Um livro muito interrompido.
Faltavam-lhe muitas páginas. A que se podia pressupor como última nunca existira. A primeira, se a considerarmos como página escrita, era, na realidade, uma nota dispersa, e muitas das restantes continham narrativas que se interrompiam constantemente como se se tivessem deparado com uma outra força maior.
Era um livro-coto.
Importa explicar o poder que desde logo exercia aquele livro-falho sobre mim.
Era um livro que de imediato abria caminho à estranheza. Era um livro-desafio. Um livro que incitava às inquietações. Era afinal um completo livro-viagem.
Tive a certeza de que ao tentar cifrá-lo me entregava a um compromisso que poderia não compreender.
Mas tinha um plano para aquele livro. E fui progredindo numa narrativa que me levava a recordar que o trabalho não tem sempre forma conhecida, e que se alteram formas de verbos e se transportam textos até para outros já escritos ou para outros que nem existem.
Pois é.
Assim fui avançando como discípula de uma aula de nascimento.

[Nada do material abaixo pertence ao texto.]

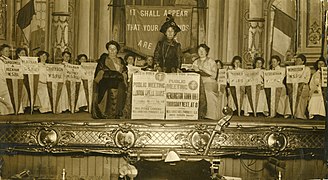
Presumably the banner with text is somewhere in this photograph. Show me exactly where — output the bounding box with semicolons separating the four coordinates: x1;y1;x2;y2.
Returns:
132;72;166;119
81;62;97;80
264;69;285;88
4;60;23;79
244;69;261;86
125;6;192;56
228;69;245;86
165;73;199;120
20;57;39;74
286;65;305;84
322;67;327;87
65;63;81;82
46;64;64;82
217;69;227;85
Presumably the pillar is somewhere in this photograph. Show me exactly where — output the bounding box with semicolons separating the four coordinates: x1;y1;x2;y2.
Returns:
77;0;90;57
97;0;111;57
52;0;69;62
222;0;240;64
206;0;220;60
248;0;264;65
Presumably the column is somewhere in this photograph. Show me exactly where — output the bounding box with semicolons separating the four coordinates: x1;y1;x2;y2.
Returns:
77;0;90;56
206;0;220;59
97;0;111;57
52;0;69;63
248;0;264;63
222;0;240;64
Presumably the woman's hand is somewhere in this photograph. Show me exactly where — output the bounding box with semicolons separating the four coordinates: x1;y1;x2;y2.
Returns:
94;70;104;83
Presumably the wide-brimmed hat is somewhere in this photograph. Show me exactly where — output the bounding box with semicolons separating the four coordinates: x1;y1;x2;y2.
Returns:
160;14;181;34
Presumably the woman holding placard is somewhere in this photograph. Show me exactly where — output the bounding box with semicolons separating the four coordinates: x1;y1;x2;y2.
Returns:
92;40;128;119
35;50;51;113
0;44;14;115
308;58;326;119
192;44;218;120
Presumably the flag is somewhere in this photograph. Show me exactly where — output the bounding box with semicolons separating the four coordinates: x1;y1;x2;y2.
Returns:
17;0;35;29
272;8;296;61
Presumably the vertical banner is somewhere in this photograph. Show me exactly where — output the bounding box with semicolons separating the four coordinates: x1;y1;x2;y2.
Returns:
322;67;327;87
65;63;82;113
4;60;24;115
81;62;97;112
21;57;40;113
125;6;192;56
46;64;64;113
217;69;228;118
131;72;166;119
228;69;245;116
165;73;200;120
286;65;305;114
244;69;261;116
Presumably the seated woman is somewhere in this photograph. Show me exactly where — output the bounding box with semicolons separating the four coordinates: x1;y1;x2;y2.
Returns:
192;44;218;120
141;56;155;71
92;40;128;119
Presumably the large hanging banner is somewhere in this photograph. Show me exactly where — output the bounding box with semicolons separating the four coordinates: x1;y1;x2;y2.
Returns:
131;71;166;119
21;57;40;113
81;62;97;112
46;64;64;113
4;59;24;115
322;67;327;87
165;73;200;120
125;6;192;56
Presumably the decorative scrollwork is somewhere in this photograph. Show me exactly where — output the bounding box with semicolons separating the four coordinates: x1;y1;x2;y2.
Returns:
175;133;192;148
99;131;115;147
308;21;321;45
266;132;287;152
58;131;75;146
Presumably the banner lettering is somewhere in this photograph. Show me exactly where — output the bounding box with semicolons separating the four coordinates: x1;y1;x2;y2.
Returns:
65;63;81;82
46;64;64;82
4;60;23;79
228;69;245;86
20;57;39;74
264;69;285;88
286;65;305;83
125;6;192;56
217;69;227;85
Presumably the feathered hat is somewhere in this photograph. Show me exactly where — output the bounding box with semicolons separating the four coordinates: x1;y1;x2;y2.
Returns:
159;14;181;34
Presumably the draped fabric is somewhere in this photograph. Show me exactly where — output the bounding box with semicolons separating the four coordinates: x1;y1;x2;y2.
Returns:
92;53;128;119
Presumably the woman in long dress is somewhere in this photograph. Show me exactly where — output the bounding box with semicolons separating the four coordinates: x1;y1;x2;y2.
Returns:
308;58;326;119
192;44;218;120
92;40;128;119
0;44;14;115
35;51;51;113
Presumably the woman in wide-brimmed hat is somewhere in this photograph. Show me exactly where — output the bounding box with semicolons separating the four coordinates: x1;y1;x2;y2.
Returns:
153;14;182;73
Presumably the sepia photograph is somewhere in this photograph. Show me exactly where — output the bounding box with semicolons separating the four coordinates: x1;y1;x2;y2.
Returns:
0;0;327;179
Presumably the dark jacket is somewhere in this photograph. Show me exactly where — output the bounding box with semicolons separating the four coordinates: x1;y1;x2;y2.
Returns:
154;39;182;73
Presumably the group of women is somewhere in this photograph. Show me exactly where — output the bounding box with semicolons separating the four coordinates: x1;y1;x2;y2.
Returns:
0;14;326;120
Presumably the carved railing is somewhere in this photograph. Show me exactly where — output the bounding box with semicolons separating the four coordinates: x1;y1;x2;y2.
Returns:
0;113;324;159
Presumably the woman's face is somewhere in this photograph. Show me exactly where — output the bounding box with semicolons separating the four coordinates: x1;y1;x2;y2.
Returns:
271;58;279;69
1;47;10;57
255;60;263;69
197;47;207;59
146;56;154;66
294;57;304;65
127;56;134;65
39;53;47;63
165;27;175;40
63;53;71;63
233;60;241;69
318;61;326;69
107;44;118;57
18;50;27;57
79;56;87;63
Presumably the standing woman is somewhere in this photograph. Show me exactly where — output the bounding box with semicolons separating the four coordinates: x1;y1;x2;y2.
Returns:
92;40;128;119
308;58;327;119
154;14;182;73
35;50;51;113
0;44;14;115
293;54;311;119
192;44;218;120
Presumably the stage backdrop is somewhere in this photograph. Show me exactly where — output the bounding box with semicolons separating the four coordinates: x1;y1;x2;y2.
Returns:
125;6;192;56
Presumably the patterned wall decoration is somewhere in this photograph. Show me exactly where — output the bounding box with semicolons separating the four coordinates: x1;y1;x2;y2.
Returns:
307;0;322;47
0;0;6;40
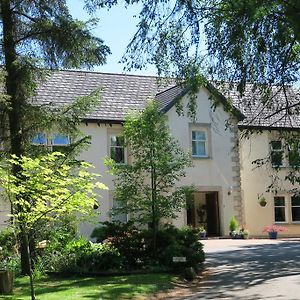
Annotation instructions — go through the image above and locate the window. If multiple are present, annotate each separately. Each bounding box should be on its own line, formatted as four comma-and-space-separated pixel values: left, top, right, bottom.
270, 141, 283, 167
288, 143, 300, 167
32, 133, 47, 145
110, 135, 125, 163
32, 133, 70, 151
111, 199, 127, 223
291, 195, 300, 222
51, 134, 70, 152
274, 196, 286, 222
192, 130, 208, 157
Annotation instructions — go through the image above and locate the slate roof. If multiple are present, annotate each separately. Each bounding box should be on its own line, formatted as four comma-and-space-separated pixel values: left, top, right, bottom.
33, 70, 300, 129
218, 83, 300, 129
34, 70, 174, 122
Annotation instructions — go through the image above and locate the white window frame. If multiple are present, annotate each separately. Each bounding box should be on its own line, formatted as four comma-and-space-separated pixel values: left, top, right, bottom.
110, 197, 128, 223
274, 196, 287, 223
270, 140, 284, 167
32, 133, 70, 150
109, 133, 126, 164
291, 195, 300, 223
191, 128, 209, 158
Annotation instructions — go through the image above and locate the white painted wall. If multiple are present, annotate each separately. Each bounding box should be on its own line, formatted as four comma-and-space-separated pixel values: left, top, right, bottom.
240, 131, 300, 236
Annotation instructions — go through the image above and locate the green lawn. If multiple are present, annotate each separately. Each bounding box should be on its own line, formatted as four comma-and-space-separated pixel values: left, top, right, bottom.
0, 273, 176, 300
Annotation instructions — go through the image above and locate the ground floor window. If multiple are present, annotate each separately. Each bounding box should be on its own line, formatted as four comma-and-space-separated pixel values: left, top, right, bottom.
111, 199, 127, 223
273, 195, 300, 223
274, 196, 286, 222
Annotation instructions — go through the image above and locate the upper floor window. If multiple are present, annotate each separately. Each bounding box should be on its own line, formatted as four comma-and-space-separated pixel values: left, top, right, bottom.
270, 141, 283, 167
109, 135, 125, 164
32, 133, 47, 145
192, 130, 208, 158
274, 196, 286, 222
288, 143, 300, 167
32, 133, 70, 151
51, 134, 70, 152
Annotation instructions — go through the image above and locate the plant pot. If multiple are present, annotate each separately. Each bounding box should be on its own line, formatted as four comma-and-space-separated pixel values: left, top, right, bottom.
268, 232, 278, 239
200, 232, 206, 239
0, 270, 13, 294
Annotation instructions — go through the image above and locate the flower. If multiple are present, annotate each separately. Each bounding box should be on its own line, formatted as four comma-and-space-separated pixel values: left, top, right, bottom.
262, 225, 287, 233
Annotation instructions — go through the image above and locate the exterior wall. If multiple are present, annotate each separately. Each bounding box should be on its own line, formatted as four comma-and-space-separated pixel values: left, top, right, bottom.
240, 130, 300, 236
0, 196, 10, 229
165, 89, 242, 235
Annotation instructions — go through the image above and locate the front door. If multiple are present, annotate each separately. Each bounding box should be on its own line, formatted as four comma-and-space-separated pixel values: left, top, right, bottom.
187, 191, 220, 236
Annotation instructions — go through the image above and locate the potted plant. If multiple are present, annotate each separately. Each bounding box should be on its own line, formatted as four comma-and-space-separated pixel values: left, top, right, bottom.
258, 196, 267, 207
262, 224, 287, 239
229, 216, 239, 237
199, 226, 207, 239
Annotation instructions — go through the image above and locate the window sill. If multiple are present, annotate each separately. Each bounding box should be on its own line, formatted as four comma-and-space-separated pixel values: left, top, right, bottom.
192, 155, 211, 160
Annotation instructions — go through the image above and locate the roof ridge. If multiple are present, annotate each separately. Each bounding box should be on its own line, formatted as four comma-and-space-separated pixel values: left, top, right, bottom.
56, 69, 160, 79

O livro, e eu nele, assegurava-me a um tempo o visível e o invisível, labirinto que me ocultava a chave e com ela a possibilidade da decifração última do meu descobrir e do meu dizer.
E por entre assédios e dúvidas, precipitei-me numa circularidade.
Foi a minha natureza a lidar com o impasse a que chegara.
De súbito, quase leitora e quase narradora e quase escritora, dei-me conta que o livro-coto era uma casa de lavoura com um rebanho de filhos e terrenos pastados, a uma hora de todas as serras e mares e bestas e dores e trabalhos e beijos e céus e colheitas e pavios-lamparinas que sempre seguraram ilusão e esperança, enquanto o azeite, o azeite do livro-coto procurava sem fim escorar um ponto.
*
Um dia, passados anos, voltei a abrir o livro-coto.
Senti-o amável e silencioso como os sábios.
Nada a provar.
O mundo da literatura, revisitação de nós próprios, rasto naquele que viu, memória do ter visto ou intuído em páginas lidas, ou escandalosamente não escritas e ainda assim.